Sunday, March 08, 2009

More on the new syntax engine for bespin

And so here continues my journey in porting the CodeMirror parser / tokenizer to the bespin syntax engine. While at my first iteration I basically just merged the codebase and managed some initial nicely-colorized rendering, I bypassed the mechanism which actually makes CodeMirror parser / tokenizer an interesting choice for bespin: the interruptable / resumable parsing. Now this is halfway working so let me explain it in detail:
The default bespin syntax highlighter works on a per line base and is extremely fast (magnitudes faster than any approach involving real parsing) and its performance is independent from the document size. But if we wanna have real syntax analysis in real-time, there is a price to pay for it and this price is a slower syntax engine. But with some real computer science (many dissertations have been written about parsers) and a lot of tricks, the user hopefully won't perceive any loss in responsiveness.

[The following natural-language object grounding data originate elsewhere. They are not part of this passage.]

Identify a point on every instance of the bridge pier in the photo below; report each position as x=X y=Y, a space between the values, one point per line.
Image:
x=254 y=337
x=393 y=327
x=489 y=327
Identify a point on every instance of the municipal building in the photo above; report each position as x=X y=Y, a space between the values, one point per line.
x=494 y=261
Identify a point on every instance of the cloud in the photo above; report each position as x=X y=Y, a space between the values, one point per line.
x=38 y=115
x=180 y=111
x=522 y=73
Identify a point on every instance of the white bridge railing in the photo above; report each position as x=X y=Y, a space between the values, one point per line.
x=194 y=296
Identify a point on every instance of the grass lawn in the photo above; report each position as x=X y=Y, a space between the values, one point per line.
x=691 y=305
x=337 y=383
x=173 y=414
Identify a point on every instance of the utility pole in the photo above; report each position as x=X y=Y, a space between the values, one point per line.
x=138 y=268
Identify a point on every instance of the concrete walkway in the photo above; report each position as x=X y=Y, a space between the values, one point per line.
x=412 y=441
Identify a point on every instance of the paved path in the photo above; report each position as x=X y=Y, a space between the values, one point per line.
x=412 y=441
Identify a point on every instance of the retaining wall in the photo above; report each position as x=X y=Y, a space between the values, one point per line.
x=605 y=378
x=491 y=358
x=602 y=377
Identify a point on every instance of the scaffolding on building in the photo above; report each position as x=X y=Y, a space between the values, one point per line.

The streaming tokenizer / parser approach

While most parsers need to read the full document to parse it then all at once, CodeMirror is more like a streaming pipeline engine: it can start at any line in the document, after processing that line, the engine spits out immediately the tokens containing the syntax coloring information and in the near future callbacks for indentation and maybe even code-completion. So how does this engine work ? The main trick is that the parser stores its state at each line, so it can resume its operation at any line. Of course with all the details, it is a bit more complicated:

First we have our document, bespin internally represents it as an array of lines of text. Then there is a StringStream wrapper, which allows us to treat the document like a stream. Then there is a stream traverser which goes forward through the stream, passing the stream content to the tokenizer, which splits the stream into tokens and the last element in the pipeline, the parser does the main job of further analyzing those tokens. For every line the parser attaches a copy of itself (or better: its internal state) to he line. So once the document is initially parsed up to a certain line Y and the the user changes something at a previous line X, the engine retrieves the stream starting at line X, grabs the parser which has been attached to line X and continues its job there.

Of course there are a lot of things which can go wrong. For example the engine loosing sync between the stream representing the actual text lines, the document itself and the stored parsers. If this happens the document needs to be fully reparsed, which is a performance disaster. And this happens right now, because a few parts are not implemented yet, but I am working on it.

I am very excited about integrating the engine with Malte Ubi's work: offloading the engine to webworkers / gears for async background syntax analysis and merging it with the upcoming thunderhead editor component, which is optimized for calling the syntax engine only when really necessary. Right now I am messing with caching (otherwise the parser would block the UI, arrghh !!!), I try to detect whether calling the syntax engine is necessary, if not I provide cached results if available.

So the next week will be very interesting, to see how these things rapidly evolve.